Bolsonaro, em nítida manobra autocrática, decidiu inverter a praxe e colocar os federais sob o seu talante, o que ficou evidente na reunião ministerial de 22 de abril de 2020, publicizada por Celso de Mello como truco ao pronunciamiento de Heleno. O vídeo, em tons chulos, projetava a sombra de uma tirania tosca sobre a nação e confirmava o alerta implícito de Sergio Moro ao se demitir do Ministério da Justiça, um mês antes: o mandatário estava disposto a tudo para aumentar o próprio poder, começando pela tomada da PF. A hesitação da Câmara em instituir o processo de impeachment naquele momento, quando a mesa da Casa ainda não estava aliada à Presidência, cobraria mais tarde um alto preço.

Na troca de comando do Congresso, em fevereiro de 2021, el presidente faria um acerto duradouro com a “velha política”, a qual ele prometera combater na campanha de 2018. Obteve, em câmbio, o bloqueio do centrão ao processo de impedimento, mesmo diante da escalada de ataques à democracia. Em compensação, o presidente da Casa do povo ganhou poder nunca visto, criando­-se uma ambiguidade na relação Executivo-­Legislativo, a qual definiu parcela dos acontecimentos posteriores.

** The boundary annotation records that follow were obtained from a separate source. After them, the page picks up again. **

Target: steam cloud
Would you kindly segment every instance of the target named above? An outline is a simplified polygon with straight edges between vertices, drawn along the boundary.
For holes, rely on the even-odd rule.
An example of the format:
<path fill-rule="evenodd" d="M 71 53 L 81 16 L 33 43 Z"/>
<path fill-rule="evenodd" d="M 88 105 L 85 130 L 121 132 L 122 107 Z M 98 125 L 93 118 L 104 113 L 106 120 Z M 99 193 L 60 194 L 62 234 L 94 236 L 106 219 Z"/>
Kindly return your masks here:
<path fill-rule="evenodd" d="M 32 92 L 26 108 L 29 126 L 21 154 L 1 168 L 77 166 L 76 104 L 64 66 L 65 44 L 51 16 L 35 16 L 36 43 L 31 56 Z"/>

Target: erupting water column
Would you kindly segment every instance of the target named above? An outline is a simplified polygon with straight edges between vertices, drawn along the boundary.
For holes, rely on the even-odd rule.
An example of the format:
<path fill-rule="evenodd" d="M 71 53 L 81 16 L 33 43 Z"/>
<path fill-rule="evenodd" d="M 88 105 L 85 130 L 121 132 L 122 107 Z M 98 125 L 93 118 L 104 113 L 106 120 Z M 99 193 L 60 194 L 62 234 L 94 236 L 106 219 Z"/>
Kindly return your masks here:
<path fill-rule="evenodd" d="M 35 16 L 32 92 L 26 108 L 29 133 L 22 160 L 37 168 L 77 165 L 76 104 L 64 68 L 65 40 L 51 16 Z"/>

Blindado pelo Legislativo, Jair Bolsonaro foi para cima da Polícia Federal. “A máquina bolsonarista dentro da PF não se limita ao jogo de pressões sobre a cúpula, mas chega a ponto de mudar diretorias regionais e, até mesmo, delegados e agentes. É uma tomada ampla da estrutura”, descreveu o jornalista Allan de Abreu. Ainda assim, focos de resistência se levantaram. A cada avanço autoritário, uma algaravia de setores estatais democráticos, da sociedade civil e da imprensa procurou conter o ímpeto autocratizante. Em setembro de 2021, mil policiais federais assinaram manifesto em apoio ao delegado que dirigia o inquérito instaurado para averiguar a ingerência presidencial na PF. No fim, contudo, o funcionário foi removido e concluiu-se não haver “nenhuma prova consistente” de intervenção.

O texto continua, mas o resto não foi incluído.